Rund 800 Betroffene protestierten im  März 2011 in der Schulzendorfer Mehrzweckhalle gegen die Gebührenbescheide des MAWV.

Rund 800 Betroffene protestierten im März 2011 in der Schulzendorfer Mehrzweckhalle gegen die Gebührenbescheide des MAWV.

Ist auch nachweisbar, was im Einzelnen damals gebaut wurde?

Natürlich ist es das. Es ist nicht so, wie vielfach behauptet wird, dass es früher keine rechtsgültigen Satzungen gab. Wir hatten zu DDR Zeiten die Teltower Kreiswasserbetriebe gehabt, dann kam die WAB Potsdam. Und Rechtsnachfolger dieser Betriebe ist der MAWV. Der hat alle Belege übernommen. Und der MAWV weiß sehr genau, dass die Leitungen in Schulzendorf seit 1936 im Erdboden liegen. Sämtliche Investitionen im Zusammenhang mit Wasseranschlüssen aus diesen Zeiten sind alle bezahlt. Der wirtschaftliche Vorteil und die Werterhöhung der Grundstücke war 1990 bereits gegeben und ist eben nicht erst seit 1990 mit dem MAWV entstanden.

Das vom MAWV praktizierte Beitragsmodell lehnen Sie ab, statt des favorisieren Sie ein Gebühren finanziertes Modell, warum?

Da gibt es eine ganz einfach Erklärung: Es ist sozialer und gerechter für die Menschen! Wo anders funktioniert dieses Modell doch auch, wenn es über den Verbrauch berechnet wird.

Da argumentiert der MAWV, dass die konkreten Verhältnisse in diesen Zweckverbänden nicht auf hiesige Verhältnisse übertragbar sind, stimmt das?

Warum soll das, was in Lübben und anderen Orten geht, nicht auch hier machbar sein? Nur wo kein Wille ist, ist auch kein Weg! Die Gemeindevertretungen der Kommunen müssen ihrer Verantwortung gegenüber den Bürgern noch stärker nachkommen. Thema Musterklagen: Nur wenige Bürgermeister, die ja im Auftrag ihrer Gemeinde und der Bürger unterwegs sind, bewiesen in der Verbandsversammlung des MAWV Kreuz und stimmten für die Zulassung von Musterklagen. Herr Speer aus Eichwalde war einer der wenigen Bürgermeister, der dafür votierte. Aber nahezu alle Anlieger, mit denen ich sprach, sind für Musterklagen.

Wie wollen Sie ihre Ziele umsetzen, was sind Aufgaben der Interessengemeinschaft in den nächsten Monaten?
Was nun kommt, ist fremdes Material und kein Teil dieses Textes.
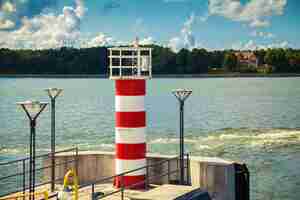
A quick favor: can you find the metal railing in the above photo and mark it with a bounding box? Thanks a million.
[0,148,78,198]
[80,154,191,200]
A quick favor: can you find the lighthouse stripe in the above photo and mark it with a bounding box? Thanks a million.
[115,79,146,96]
[116,111,146,128]
[116,143,146,160]
[115,175,146,189]
[115,96,145,112]
[116,158,146,176]
[115,127,146,144]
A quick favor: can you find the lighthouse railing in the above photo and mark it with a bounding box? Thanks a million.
[0,147,78,198]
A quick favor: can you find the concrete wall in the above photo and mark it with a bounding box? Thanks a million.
[44,151,235,200]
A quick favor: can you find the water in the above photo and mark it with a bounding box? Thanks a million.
[0,78,300,200]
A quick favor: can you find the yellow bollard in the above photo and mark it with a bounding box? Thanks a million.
[0,190,49,200]
[58,169,79,200]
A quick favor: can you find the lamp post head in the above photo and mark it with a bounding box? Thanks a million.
[17,101,48,120]
[45,88,63,99]
[172,89,192,102]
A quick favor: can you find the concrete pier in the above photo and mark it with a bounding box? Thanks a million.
[43,151,236,200]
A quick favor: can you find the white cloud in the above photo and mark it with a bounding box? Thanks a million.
[0,1,16,13]
[209,0,287,27]
[84,33,113,47]
[249,19,270,28]
[250,30,275,39]
[0,0,85,49]
[232,40,290,51]
[0,19,15,30]
[168,14,196,52]
[139,36,154,45]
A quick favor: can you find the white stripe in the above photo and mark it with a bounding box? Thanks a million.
[116,159,146,176]
[115,95,145,112]
[115,127,146,144]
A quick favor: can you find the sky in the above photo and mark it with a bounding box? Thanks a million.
[0,0,300,52]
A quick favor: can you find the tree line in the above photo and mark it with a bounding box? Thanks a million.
[0,45,300,74]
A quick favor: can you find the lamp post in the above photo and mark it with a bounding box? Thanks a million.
[45,88,63,192]
[17,101,48,200]
[172,89,192,185]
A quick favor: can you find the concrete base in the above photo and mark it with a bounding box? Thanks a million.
[43,151,235,200]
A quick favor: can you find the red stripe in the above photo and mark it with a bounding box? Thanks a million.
[115,111,146,128]
[114,175,146,189]
[116,143,146,160]
[116,79,146,96]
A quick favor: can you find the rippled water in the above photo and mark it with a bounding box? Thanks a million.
[0,78,300,200]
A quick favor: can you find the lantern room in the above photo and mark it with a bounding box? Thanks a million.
[108,45,152,79]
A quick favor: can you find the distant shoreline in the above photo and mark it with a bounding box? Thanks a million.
[0,73,300,79]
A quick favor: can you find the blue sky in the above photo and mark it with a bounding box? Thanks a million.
[0,0,300,51]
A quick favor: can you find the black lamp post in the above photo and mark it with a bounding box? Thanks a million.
[172,89,192,185]
[17,101,48,200]
[46,88,63,192]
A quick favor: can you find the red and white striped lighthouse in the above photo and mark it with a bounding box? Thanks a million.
[109,39,151,188]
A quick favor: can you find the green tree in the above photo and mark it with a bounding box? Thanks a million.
[223,52,237,71]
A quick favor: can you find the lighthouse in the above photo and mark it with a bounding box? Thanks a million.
[109,39,152,188]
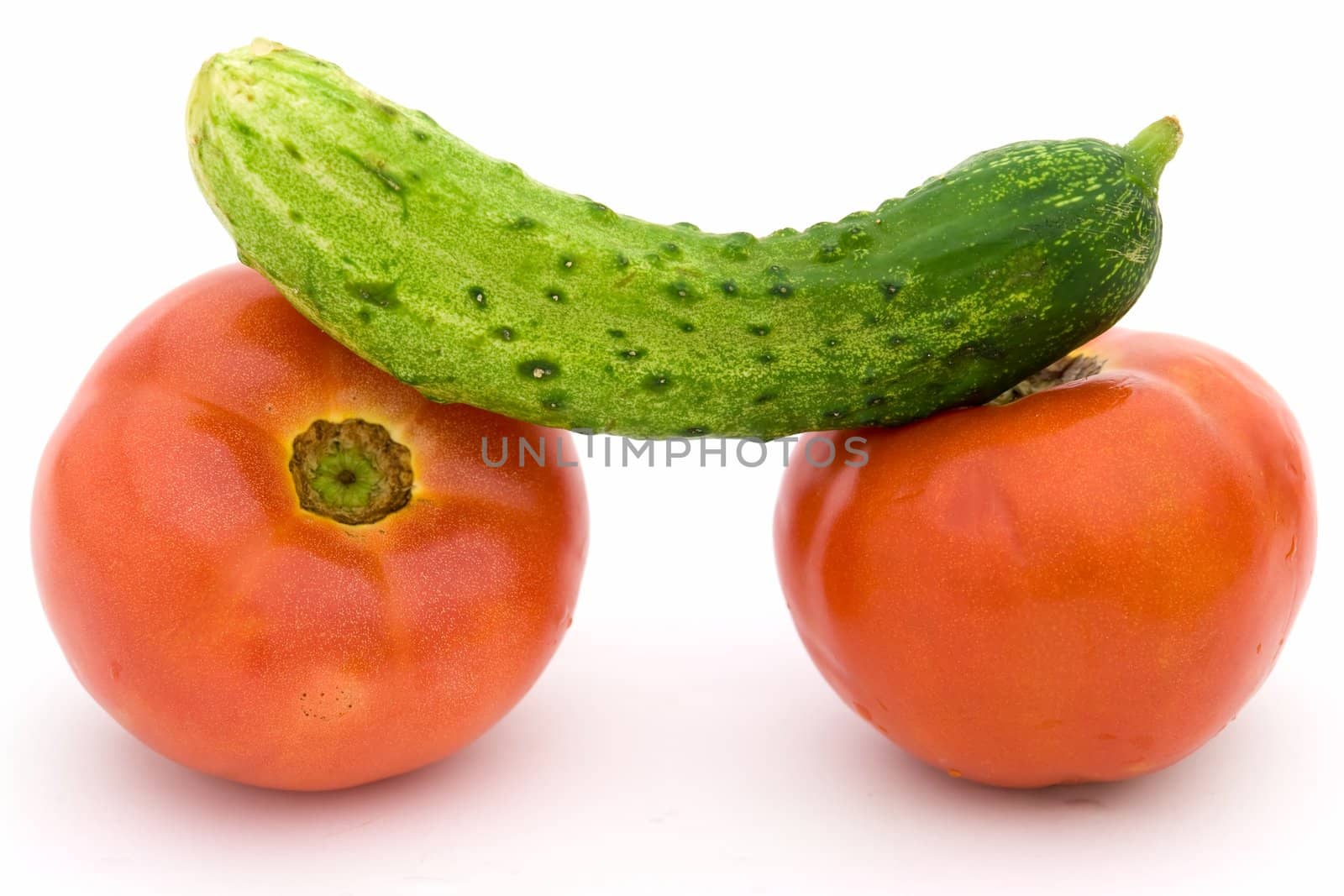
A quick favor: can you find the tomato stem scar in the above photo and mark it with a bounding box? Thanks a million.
[289,419,415,525]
Wir werden viel Aufklärungsarbeit leisten und uns auch an die Abgeordneten der Kommunen wenden. Demnächst werden wir auch einen Internetauftritt der Interessensgemeinschaft installieren, der rund um das Thema der Altanschließer informiert. Außerdem bereiten wir eine Petition vor, die wir dem Deutschen Bundestag übergeben werden und da hoffen wir natürlich, dass uns die Menschen in Brandenburg kräftig unterstützen.

Wie können Bürger Ihre Interessengemeinschaft unterstützen?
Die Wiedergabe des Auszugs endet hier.